Showing posts with label NC homicide. Show all posts
Showing posts with label NC homicide. Show all posts

Tuesday, October 25, 2011

Catching Nayla's Tears


“Durham is known for being the place you go if you wanna kill a black man and get away with it,” Nayla Rudder told me after her boyfriend was murdered. He was the only boyfriend she ever knew. They fell in love when she was 15. I was preparing to perform their wedding ceremony before he was killed.

Their life of love came to a tragic end on June 18, 2011 when a car pulled up next to his and a person inside fired bullets at Michael Hunter. Hunter, 30, drove his car 200 yards until he lost control and crashed into a tree near the Fayetteville Street exit ramp on the Durham Freeway. He was pronounced dead at the scene.
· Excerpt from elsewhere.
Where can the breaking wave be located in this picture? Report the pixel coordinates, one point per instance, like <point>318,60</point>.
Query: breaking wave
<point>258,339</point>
It happened in the middle of the day. “Someone had to see something,” Rudder told me as she fought back the tears caused by the memory of the love she has lost. “The police know who did it.”

She gazed at the daughter left behind. “I have to do it by myself now,” her tears robbed me of the strength needed in that moment. “Another black man killed for no reason.” I nodded my head and counted the love ones lost over the years-Juan Coleman, 27, Jamel Holloway, 27, Lennis Harris Jr., 24, and Jonathan Skinner, 26. I pondered the pain of my friends Lennis Sr. and Donnamaria Harris after receiving word that their son was killed along with three others.
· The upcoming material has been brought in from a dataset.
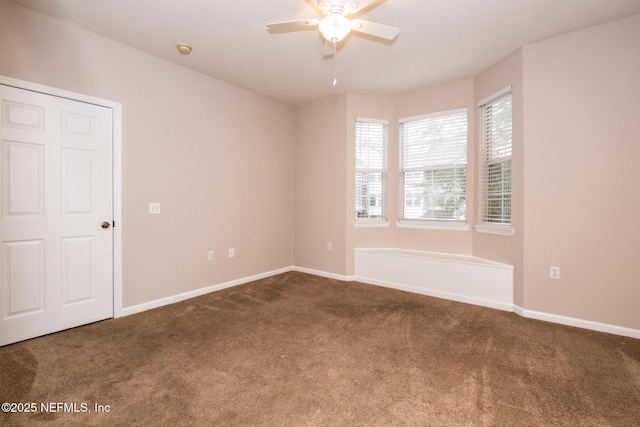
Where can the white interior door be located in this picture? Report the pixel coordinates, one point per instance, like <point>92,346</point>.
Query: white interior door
<point>56,191</point>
The quadruple homicide that rocked the city happened close to six years ago. Rudder still waits for her own justice. She waits knowing enough, but not enough to put an end to this madness. Like so many waiting for a conviction, the healing can’t begin in earnest until a face is placed on the reason behind their nightmares. The ongoing quest for justice obstructs the ability to release enough to live.

I remember first reading about Hunter’s murder. It was part of a sickening week were two black men were murdered on the Durham Freeway-one on Saturday and another on the following Monday. I read it with interest. I felt sorrow for the families, but then I ran into my friend Nayla. She helped me make the connection that the news article failed to make for me. I knew him. I know her. They are a part of me.

There is a lesson in Nayla’s pain. She shouldn’t have to carry all of that sorrow on her own. The loss of Michael is our loss. There is a teenager who will grow up without a father to show his love. She will grow up aching while doing her best to live according to the expectations of grown folks. How do you study when daddy is gone? How do you maneuver through puberty with the brokenness caused by the loss of your papa?

I watched as Nayla trembled to fight the eruption of tears. I contemplated the list of loses I’ve endured over the years-Tia Carraway, murdered on the 4th of July 2001 while taking a lunch break at Durham Regional Hospital. She was killed execution style on Barbee Road. I shed a tear for my friend. Delia Allen, killed at the I-Hop while waiting to eat breakfast, Keshaun Patterson, 17, killed at the Northgate Mall, two-year old Shaquana Atwater, gunned down while playing in Few Gardens in 1994. The list goes on. Too many tears to count. Too many memories to run away.

I sucked in the pain long enough to be present with my friend. From there I ran to my car to release the ache of two many funerals. “He was the same age of my own son,” I howled in frustration. “He is someone’s son, someone’s nephew, someone’s grandson, someone’s cousin. He is someone’s friend. He’s someone’s daddy, and he is the love of Nayla’s life.

I couldn’t catch the tears. I never can. I allowed them to remind me of my purpose. Even though it hurts we must be reminded that we are connected to one another. Nayla’s tears belong to me. They belong to all of us. Because, deep down, we are just one big family.